Abstract The management of gastric cardia tumors should be carried out from a multidisciplinary approach, there is currently a clear controversy regarding the most appropriate surgical approach to use in type II tumors. Depending on their topographic anatomical characteristics based on the degree of gastric invasion and esophageal, the surgical technique may change: esophagectomy, gastrectomy with distal esophagectomy, or total esophageal gastrectomy. Methods Retrospective and analytical study of patients diagnosed with type II gastric cardia adenocarcinoma (based on the results of the pathological study of the resection specimen) who underwent surgical treatment in our center from June 2012 to June 2020. Different preoperative parameters, the surgical techniques used and the results obtained were analyzed. Results 25 patients were studied, 84% male. 60% were locally advanced tumors with 56% affected nodes. 12 Ivor-Lewis esophagectomies, 5 esophagogastrectomies with coloplasty, and 5 extended total gastrectomies were performed. There was no resection proximal or distal margin involvement, but circumferential margin was affected in 60% of cases of extended gastrectomy and in 1 case of Ivor-Lewis esophagectomy. Median number of lymph nodes removed was 22(5–37) and 2(0–12) affected, being higher in total esophagogastrectomy.

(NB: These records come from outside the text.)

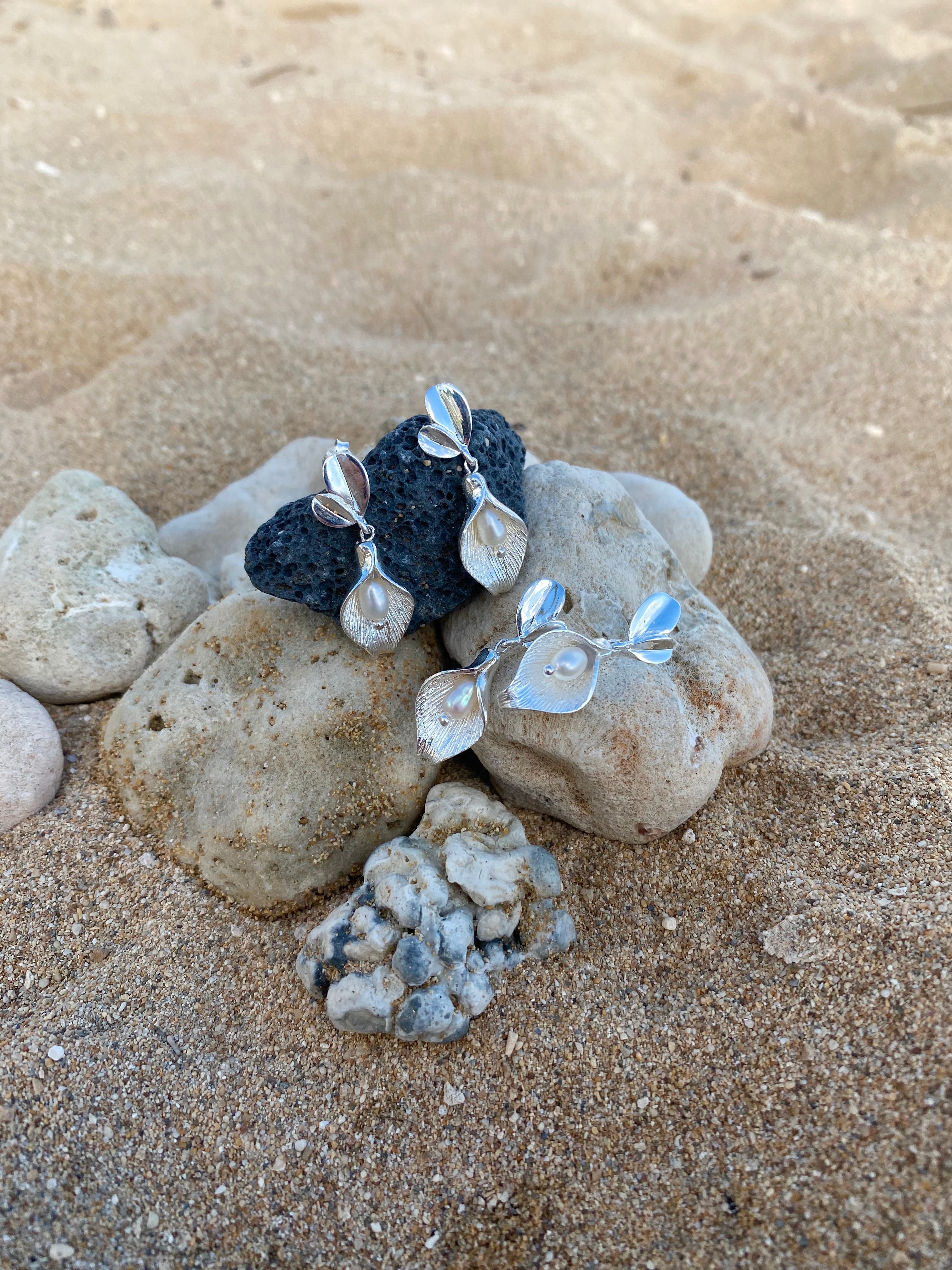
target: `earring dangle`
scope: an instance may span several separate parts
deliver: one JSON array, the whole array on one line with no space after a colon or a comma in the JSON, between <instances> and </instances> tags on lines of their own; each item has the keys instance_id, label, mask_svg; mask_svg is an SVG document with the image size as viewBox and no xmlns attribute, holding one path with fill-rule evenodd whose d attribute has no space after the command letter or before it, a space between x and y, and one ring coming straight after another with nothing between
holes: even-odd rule
<instances>
[{"instance_id":1,"label":"earring dangle","mask_svg":"<svg viewBox=\"0 0 952 1270\"><path fill-rule=\"evenodd\" d=\"M311 499L311 511L331 530L357 526L354 544L357 579L340 606L344 634L368 653L392 653L414 613L414 597L381 569L374 528L364 519L371 481L360 460L345 441L331 446L324 458L326 489Z\"/></svg>"},{"instance_id":2,"label":"earring dangle","mask_svg":"<svg viewBox=\"0 0 952 1270\"><path fill-rule=\"evenodd\" d=\"M452 384L426 390L424 405L429 423L416 434L420 450L432 458L462 457L463 489L470 512L459 531L463 569L493 596L512 591L526 559L529 535L520 516L500 503L480 476L480 465L470 452L472 413L466 398Z\"/></svg>"},{"instance_id":3,"label":"earring dangle","mask_svg":"<svg viewBox=\"0 0 952 1270\"><path fill-rule=\"evenodd\" d=\"M560 615L565 588L541 578L522 593L515 615L517 636L484 648L461 671L430 676L416 696L416 749L428 762L440 763L475 745L489 718L489 681L508 648L526 648L519 667L499 702L508 710L574 714L592 700L599 663L627 653L650 665L668 662L670 638L680 618L680 605L655 592L637 608L623 640L590 639L569 630Z\"/></svg>"},{"instance_id":4,"label":"earring dangle","mask_svg":"<svg viewBox=\"0 0 952 1270\"><path fill-rule=\"evenodd\" d=\"M541 578L522 593L515 613L515 639L484 648L461 671L442 671L425 679L416 693L416 752L430 763L442 763L475 745L489 718L489 681L508 648L524 645L555 627L565 603L565 588Z\"/></svg>"}]
</instances>

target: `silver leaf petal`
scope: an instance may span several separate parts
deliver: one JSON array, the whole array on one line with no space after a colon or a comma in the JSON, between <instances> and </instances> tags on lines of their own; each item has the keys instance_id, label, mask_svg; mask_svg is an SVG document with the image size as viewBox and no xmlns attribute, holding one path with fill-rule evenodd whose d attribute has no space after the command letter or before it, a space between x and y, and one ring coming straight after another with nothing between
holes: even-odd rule
<instances>
[{"instance_id":1,"label":"silver leaf petal","mask_svg":"<svg viewBox=\"0 0 952 1270\"><path fill-rule=\"evenodd\" d=\"M656 591L654 596L637 607L637 612L628 626L628 640L641 643L642 640L658 639L661 635L670 635L680 620L680 605L673 596L664 591Z\"/></svg>"},{"instance_id":2,"label":"silver leaf petal","mask_svg":"<svg viewBox=\"0 0 952 1270\"><path fill-rule=\"evenodd\" d=\"M551 578L539 578L527 587L515 611L515 626L520 636L531 635L539 626L553 622L565 606L565 587Z\"/></svg>"},{"instance_id":3,"label":"silver leaf petal","mask_svg":"<svg viewBox=\"0 0 952 1270\"><path fill-rule=\"evenodd\" d=\"M426 389L423 404L430 420L438 428L454 434L465 446L470 444L472 411L470 403L456 385L434 384L432 389Z\"/></svg>"},{"instance_id":4,"label":"silver leaf petal","mask_svg":"<svg viewBox=\"0 0 952 1270\"><path fill-rule=\"evenodd\" d=\"M321 525L326 525L331 530L347 530L357 523L355 508L338 494L324 491L315 494L311 499L311 511Z\"/></svg>"},{"instance_id":5,"label":"silver leaf petal","mask_svg":"<svg viewBox=\"0 0 952 1270\"><path fill-rule=\"evenodd\" d=\"M578 649L585 664L571 678L560 671L559 657ZM545 710L547 714L575 714L592 700L598 681L598 663L603 649L576 631L548 631L529 644L526 655L500 696L500 705L509 710Z\"/></svg>"},{"instance_id":6,"label":"silver leaf petal","mask_svg":"<svg viewBox=\"0 0 952 1270\"><path fill-rule=\"evenodd\" d=\"M340 606L340 625L344 634L368 653L392 653L410 625L414 597L381 569L373 542L358 542L355 550L357 580ZM360 607L360 588L372 583L383 587L390 601L386 617L380 622L367 617Z\"/></svg>"},{"instance_id":7,"label":"silver leaf petal","mask_svg":"<svg viewBox=\"0 0 952 1270\"><path fill-rule=\"evenodd\" d=\"M454 433L429 423L416 433L416 443L430 458L456 458L462 453Z\"/></svg>"},{"instance_id":8,"label":"silver leaf petal","mask_svg":"<svg viewBox=\"0 0 952 1270\"><path fill-rule=\"evenodd\" d=\"M477 671L443 671L432 674L416 695L416 752L429 763L442 763L475 745L486 726L485 679ZM459 691L467 707L461 714L447 710L447 697Z\"/></svg>"},{"instance_id":9,"label":"silver leaf petal","mask_svg":"<svg viewBox=\"0 0 952 1270\"><path fill-rule=\"evenodd\" d=\"M481 583L493 596L512 591L526 559L529 533L526 522L505 503L494 498L479 474L463 481L470 499L470 514L459 531L459 559L463 569ZM480 532L480 513L491 511L505 526L505 537L499 544L484 541Z\"/></svg>"}]
</instances>

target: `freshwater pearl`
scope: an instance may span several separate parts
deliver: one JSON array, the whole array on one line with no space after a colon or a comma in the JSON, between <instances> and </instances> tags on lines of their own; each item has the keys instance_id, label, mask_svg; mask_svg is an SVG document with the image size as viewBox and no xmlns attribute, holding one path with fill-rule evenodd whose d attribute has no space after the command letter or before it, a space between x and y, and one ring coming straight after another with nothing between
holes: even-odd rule
<instances>
[{"instance_id":1,"label":"freshwater pearl","mask_svg":"<svg viewBox=\"0 0 952 1270\"><path fill-rule=\"evenodd\" d=\"M463 679L462 683L457 683L454 688L447 692L443 701L443 709L453 719L462 719L466 711L472 705L473 693L476 692L476 683L473 679Z\"/></svg>"},{"instance_id":2,"label":"freshwater pearl","mask_svg":"<svg viewBox=\"0 0 952 1270\"><path fill-rule=\"evenodd\" d=\"M476 517L476 528L487 547L498 547L505 542L506 528L491 507L484 507Z\"/></svg>"},{"instance_id":3,"label":"freshwater pearl","mask_svg":"<svg viewBox=\"0 0 952 1270\"><path fill-rule=\"evenodd\" d=\"M557 679L578 679L588 664L589 655L585 649L579 648L578 644L570 644L552 660L551 665L545 667L545 673L553 674Z\"/></svg>"},{"instance_id":4,"label":"freshwater pearl","mask_svg":"<svg viewBox=\"0 0 952 1270\"><path fill-rule=\"evenodd\" d=\"M390 596L380 582L366 582L357 592L357 602L368 622L380 624L390 612Z\"/></svg>"}]
</instances>

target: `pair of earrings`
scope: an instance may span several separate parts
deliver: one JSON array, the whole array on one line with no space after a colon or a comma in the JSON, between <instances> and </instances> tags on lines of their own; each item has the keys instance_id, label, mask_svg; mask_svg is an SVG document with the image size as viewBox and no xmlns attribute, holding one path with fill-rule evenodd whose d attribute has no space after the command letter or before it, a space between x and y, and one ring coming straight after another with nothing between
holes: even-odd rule
<instances>
[{"instance_id":1,"label":"pair of earrings","mask_svg":"<svg viewBox=\"0 0 952 1270\"><path fill-rule=\"evenodd\" d=\"M627 653L660 665L674 649L670 638L680 605L664 591L649 596L631 620L623 640L592 639L569 630L560 613L565 588L541 578L522 593L515 613L517 635L484 648L461 671L442 671L424 682L416 696L416 749L430 763L442 763L475 745L489 715L489 681L509 648L526 653L509 687L498 697L506 710L574 714L592 700L599 663Z\"/></svg>"},{"instance_id":2,"label":"pair of earrings","mask_svg":"<svg viewBox=\"0 0 952 1270\"><path fill-rule=\"evenodd\" d=\"M522 569L528 530L522 517L500 503L480 476L479 461L470 452L472 411L459 389L437 384L424 398L429 423L416 434L420 450L430 458L462 458L463 490L468 513L459 531L459 560L466 572L491 594L510 591ZM367 469L338 441L324 460L325 490L311 499L311 511L333 530L357 526L357 578L340 606L340 625L368 653L391 653L406 632L414 613L414 597L380 565L374 528L364 513L371 498Z\"/></svg>"}]
</instances>

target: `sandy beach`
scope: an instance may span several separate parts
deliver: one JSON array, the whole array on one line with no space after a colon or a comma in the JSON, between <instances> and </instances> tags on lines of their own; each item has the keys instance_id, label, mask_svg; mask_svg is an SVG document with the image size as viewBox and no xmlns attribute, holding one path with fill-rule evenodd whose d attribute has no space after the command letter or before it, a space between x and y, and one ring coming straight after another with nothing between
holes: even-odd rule
<instances>
[{"instance_id":1,"label":"sandy beach","mask_svg":"<svg viewBox=\"0 0 952 1270\"><path fill-rule=\"evenodd\" d=\"M336 1033L293 963L344 888L204 890L114 698L51 707L0 1265L952 1267L948 6L6 0L0 64L0 527L62 467L161 525L449 378L697 499L776 701L658 842L523 817L579 940L447 1046Z\"/></svg>"}]
</instances>

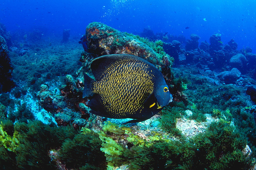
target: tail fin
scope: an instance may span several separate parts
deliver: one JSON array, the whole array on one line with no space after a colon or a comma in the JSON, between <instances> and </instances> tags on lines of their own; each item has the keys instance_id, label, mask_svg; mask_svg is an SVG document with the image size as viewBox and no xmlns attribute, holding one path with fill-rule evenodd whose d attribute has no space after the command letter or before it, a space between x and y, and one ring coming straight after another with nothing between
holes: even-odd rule
<instances>
[{"instance_id":1,"label":"tail fin","mask_svg":"<svg viewBox=\"0 0 256 170\"><path fill-rule=\"evenodd\" d=\"M92 83L94 80L89 77L86 73L84 72L84 88L83 93L83 98L90 96L93 93L92 91Z\"/></svg>"}]
</instances>

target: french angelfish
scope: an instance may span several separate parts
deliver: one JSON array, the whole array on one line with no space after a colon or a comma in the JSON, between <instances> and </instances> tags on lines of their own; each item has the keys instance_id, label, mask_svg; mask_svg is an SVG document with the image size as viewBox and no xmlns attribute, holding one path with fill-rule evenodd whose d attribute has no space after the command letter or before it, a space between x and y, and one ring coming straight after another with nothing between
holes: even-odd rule
<instances>
[{"instance_id":1,"label":"french angelfish","mask_svg":"<svg viewBox=\"0 0 256 170\"><path fill-rule=\"evenodd\" d=\"M84 73L83 98L93 114L106 117L148 119L171 102L172 96L161 72L153 64L128 54L102 56L92 61L96 80Z\"/></svg>"}]
</instances>

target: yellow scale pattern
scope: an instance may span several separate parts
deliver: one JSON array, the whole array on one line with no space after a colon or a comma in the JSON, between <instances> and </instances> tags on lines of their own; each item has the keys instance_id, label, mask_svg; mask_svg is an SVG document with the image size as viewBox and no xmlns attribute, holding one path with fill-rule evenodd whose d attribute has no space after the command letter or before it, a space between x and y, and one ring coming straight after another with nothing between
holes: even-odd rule
<instances>
[{"instance_id":1,"label":"yellow scale pattern","mask_svg":"<svg viewBox=\"0 0 256 170\"><path fill-rule=\"evenodd\" d=\"M116 118L134 114L154 90L154 76L149 66L128 59L106 69L93 90L101 97L106 112Z\"/></svg>"}]
</instances>

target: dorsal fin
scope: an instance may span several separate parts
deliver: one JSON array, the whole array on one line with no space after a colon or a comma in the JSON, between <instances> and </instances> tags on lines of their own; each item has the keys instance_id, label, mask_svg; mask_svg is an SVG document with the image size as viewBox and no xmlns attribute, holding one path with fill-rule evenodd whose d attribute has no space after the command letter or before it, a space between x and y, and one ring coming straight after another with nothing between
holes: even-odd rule
<instances>
[{"instance_id":1,"label":"dorsal fin","mask_svg":"<svg viewBox=\"0 0 256 170\"><path fill-rule=\"evenodd\" d=\"M146 63L149 65L152 64L142 58L132 55L120 54L110 54L103 55L93 60L91 63L91 69L95 79L99 81L104 71L111 65L118 61L129 58Z\"/></svg>"}]
</instances>

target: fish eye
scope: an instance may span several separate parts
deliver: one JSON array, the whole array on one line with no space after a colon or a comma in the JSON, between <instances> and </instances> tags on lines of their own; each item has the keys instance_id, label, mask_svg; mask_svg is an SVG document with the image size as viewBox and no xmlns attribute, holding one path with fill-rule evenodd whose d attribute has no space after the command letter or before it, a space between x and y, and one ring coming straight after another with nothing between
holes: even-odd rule
<instances>
[{"instance_id":1,"label":"fish eye","mask_svg":"<svg viewBox=\"0 0 256 170\"><path fill-rule=\"evenodd\" d=\"M165 87L164 88L164 92L167 92L167 91L168 91L168 88L166 87Z\"/></svg>"}]
</instances>

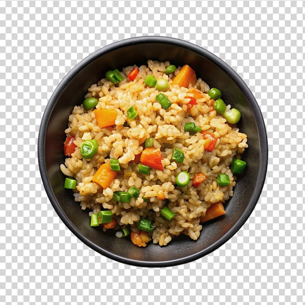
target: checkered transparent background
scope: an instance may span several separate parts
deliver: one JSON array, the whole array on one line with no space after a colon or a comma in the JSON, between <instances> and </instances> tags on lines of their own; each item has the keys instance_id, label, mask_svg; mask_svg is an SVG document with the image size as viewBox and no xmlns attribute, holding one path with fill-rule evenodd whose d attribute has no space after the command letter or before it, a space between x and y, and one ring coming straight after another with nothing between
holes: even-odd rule
<instances>
[{"instance_id":1,"label":"checkered transparent background","mask_svg":"<svg viewBox=\"0 0 305 305\"><path fill-rule=\"evenodd\" d=\"M303 304L305 42L302 0L0 2L0 303ZM177 38L230 65L265 119L260 200L229 241L193 262L125 265L78 240L42 185L37 139L65 75L110 43Z\"/></svg>"}]
</instances>

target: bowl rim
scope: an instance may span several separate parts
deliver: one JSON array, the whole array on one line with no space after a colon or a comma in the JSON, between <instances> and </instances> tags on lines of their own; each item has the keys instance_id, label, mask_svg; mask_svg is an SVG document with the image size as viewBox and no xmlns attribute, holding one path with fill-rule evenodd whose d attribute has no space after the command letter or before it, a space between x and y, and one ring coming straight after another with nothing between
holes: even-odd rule
<instances>
[{"instance_id":1,"label":"bowl rim","mask_svg":"<svg viewBox=\"0 0 305 305\"><path fill-rule=\"evenodd\" d=\"M257 123L258 131L260 157L256 187L254 188L254 191L251 196L247 207L238 221L222 235L218 240L209 247L191 255L176 259L163 261L141 261L123 257L104 250L84 237L66 216L60 208L59 203L57 201L47 174L44 153L45 148L44 139L50 115L52 112L57 99L61 94L62 89L66 87L74 76L78 72L80 72L83 67L104 54L127 46L144 43L171 44L190 50L194 53L206 57L214 64L218 66L221 69L224 70L240 88L247 100L250 103L255 121ZM254 210L259 199L265 183L268 164L267 156L268 144L267 134L261 110L249 88L241 77L230 66L222 59L204 48L186 40L165 36L148 36L136 37L114 42L97 50L79 62L62 78L50 98L41 119L38 139L38 166L45 191L54 210L66 226L82 242L99 254L120 263L141 267L167 267L190 263L213 252L232 237L245 224ZM262 157L263 156L264 157Z\"/></svg>"}]
</instances>

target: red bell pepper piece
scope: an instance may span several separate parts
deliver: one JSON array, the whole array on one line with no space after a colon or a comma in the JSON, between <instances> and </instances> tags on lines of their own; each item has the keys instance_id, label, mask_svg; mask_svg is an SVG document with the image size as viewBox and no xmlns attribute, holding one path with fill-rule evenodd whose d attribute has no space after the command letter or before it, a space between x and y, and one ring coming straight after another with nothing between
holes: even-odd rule
<instances>
[{"instance_id":1,"label":"red bell pepper piece","mask_svg":"<svg viewBox=\"0 0 305 305\"><path fill-rule=\"evenodd\" d=\"M206 150L209 152L211 152L214 149L215 145L217 142L217 138L215 136L214 133L210 133L205 131L200 132L203 134L203 138L205 139L209 139L210 140L210 144L207 148Z\"/></svg>"},{"instance_id":2,"label":"red bell pepper piece","mask_svg":"<svg viewBox=\"0 0 305 305\"><path fill-rule=\"evenodd\" d=\"M146 148L141 154L140 160L146 166L149 166L156 170L163 170L163 166L161 162L162 154L158 148L148 147Z\"/></svg>"},{"instance_id":3,"label":"red bell pepper piece","mask_svg":"<svg viewBox=\"0 0 305 305\"><path fill-rule=\"evenodd\" d=\"M75 137L72 135L67 137L63 145L63 151L65 155L67 157L71 157L71 153L75 151L76 145L73 142L75 140Z\"/></svg>"},{"instance_id":4,"label":"red bell pepper piece","mask_svg":"<svg viewBox=\"0 0 305 305\"><path fill-rule=\"evenodd\" d=\"M133 80L134 80L138 73L139 73L139 69L136 67L134 67L134 68L133 69L133 70L131 71L130 73L128 75L128 77L129 79L130 80L131 80L132 81Z\"/></svg>"}]
</instances>

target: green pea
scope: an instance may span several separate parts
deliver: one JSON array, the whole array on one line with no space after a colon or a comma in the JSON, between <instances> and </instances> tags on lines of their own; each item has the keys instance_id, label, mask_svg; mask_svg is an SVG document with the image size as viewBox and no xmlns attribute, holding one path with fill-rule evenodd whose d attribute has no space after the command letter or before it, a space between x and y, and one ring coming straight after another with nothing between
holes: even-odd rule
<instances>
[{"instance_id":1,"label":"green pea","mask_svg":"<svg viewBox=\"0 0 305 305\"><path fill-rule=\"evenodd\" d=\"M216 99L213 104L213 107L217 111L217 113L220 114L225 112L225 111L226 111L226 109L227 109L227 106L226 106L226 104L225 104L225 102L224 102L221 98L218 98Z\"/></svg>"},{"instance_id":2,"label":"green pea","mask_svg":"<svg viewBox=\"0 0 305 305\"><path fill-rule=\"evenodd\" d=\"M170 65L166 67L166 69L165 70L165 74L168 75L169 74L171 74L172 73L173 73L177 68L176 66L174 65Z\"/></svg>"},{"instance_id":3,"label":"green pea","mask_svg":"<svg viewBox=\"0 0 305 305\"><path fill-rule=\"evenodd\" d=\"M98 148L98 144L95 139L87 140L81 144L80 153L85 159L89 159L95 155Z\"/></svg>"},{"instance_id":4,"label":"green pea","mask_svg":"<svg viewBox=\"0 0 305 305\"><path fill-rule=\"evenodd\" d=\"M98 101L95 97L87 97L83 102L83 106L86 110L89 110L94 108Z\"/></svg>"},{"instance_id":5,"label":"green pea","mask_svg":"<svg viewBox=\"0 0 305 305\"><path fill-rule=\"evenodd\" d=\"M214 100L221 97L221 92L217 88L212 88L208 93L210 97Z\"/></svg>"},{"instance_id":6,"label":"green pea","mask_svg":"<svg viewBox=\"0 0 305 305\"><path fill-rule=\"evenodd\" d=\"M231 108L226 111L221 115L229 124L236 124L240 119L241 114L239 110L236 108Z\"/></svg>"},{"instance_id":7,"label":"green pea","mask_svg":"<svg viewBox=\"0 0 305 305\"><path fill-rule=\"evenodd\" d=\"M158 78L156 84L156 89L159 91L167 91L170 87L169 82L164 78Z\"/></svg>"}]
</instances>

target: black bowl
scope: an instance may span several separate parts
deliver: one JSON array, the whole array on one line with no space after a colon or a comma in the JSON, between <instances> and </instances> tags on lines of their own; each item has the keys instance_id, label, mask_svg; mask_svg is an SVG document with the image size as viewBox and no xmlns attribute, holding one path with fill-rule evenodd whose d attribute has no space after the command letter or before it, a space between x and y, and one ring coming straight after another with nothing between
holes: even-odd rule
<instances>
[{"instance_id":1,"label":"black bowl","mask_svg":"<svg viewBox=\"0 0 305 305\"><path fill-rule=\"evenodd\" d=\"M88 211L82 210L72 193L64 189L59 169L64 162L63 143L68 117L75 105L82 102L91 84L115 68L147 64L148 59L187 63L210 86L220 89L223 98L242 113L239 126L248 135L249 148L243 159L247 172L237 182L226 204L226 215L203 227L199 238L174 239L166 247L150 244L145 248L128 239L118 238L90 227ZM258 105L238 75L208 51L190 42L162 37L131 38L94 52L74 68L52 95L44 114L38 139L38 158L45 191L55 210L67 227L88 246L121 263L142 267L180 265L206 255L226 243L243 225L253 211L265 183L267 164L267 137ZM111 231L110 230L110 231Z\"/></svg>"}]
</instances>

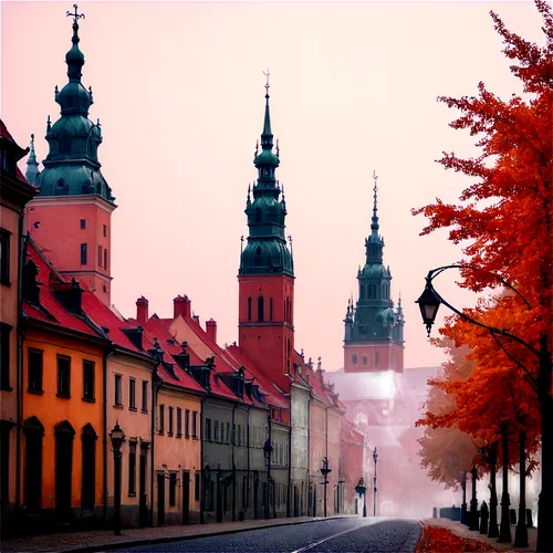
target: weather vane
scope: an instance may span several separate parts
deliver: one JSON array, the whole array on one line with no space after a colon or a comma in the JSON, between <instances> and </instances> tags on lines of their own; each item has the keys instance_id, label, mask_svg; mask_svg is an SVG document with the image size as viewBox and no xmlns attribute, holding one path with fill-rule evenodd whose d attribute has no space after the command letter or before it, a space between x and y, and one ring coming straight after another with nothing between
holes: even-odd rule
<instances>
[{"instance_id":1,"label":"weather vane","mask_svg":"<svg viewBox=\"0 0 553 553\"><path fill-rule=\"evenodd\" d=\"M72 13L71 11L67 11L67 14L66 17L72 17L73 18L73 24L76 24L76 22L83 18L85 19L84 17L84 13L77 13L76 12L76 9L79 8L76 3L73 4L73 8L75 8L75 13Z\"/></svg>"},{"instance_id":2,"label":"weather vane","mask_svg":"<svg viewBox=\"0 0 553 553\"><path fill-rule=\"evenodd\" d=\"M263 71L263 75L265 75L265 76L267 76L265 91L267 91L267 94L268 94L268 95L269 95L269 87L271 86L271 85L269 84L269 75L270 75L270 74L271 74L271 73L269 73L269 67L267 67L267 73Z\"/></svg>"}]
</instances>

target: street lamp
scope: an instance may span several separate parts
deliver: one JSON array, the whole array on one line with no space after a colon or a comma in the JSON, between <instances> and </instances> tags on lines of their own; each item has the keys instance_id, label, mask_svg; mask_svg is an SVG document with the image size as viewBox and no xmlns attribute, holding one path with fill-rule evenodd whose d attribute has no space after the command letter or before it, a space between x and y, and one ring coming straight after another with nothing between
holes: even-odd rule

Postoperative morbidity was 40% and 90-day mortality 4% (1 case). The mean follow-up was 37 months, noting recurrence in 9 cases (36%), with disease-free survival of 44%. Conclusion The surgical treatment approach in type II gastric tumors is controversial, and there are multiple options to consider. According to the results of this study, the Ivor-Lewis esophagectomy shows to be a safe approach with satisfactory oncological results in tumors that do not require a total esophagogastrectomy.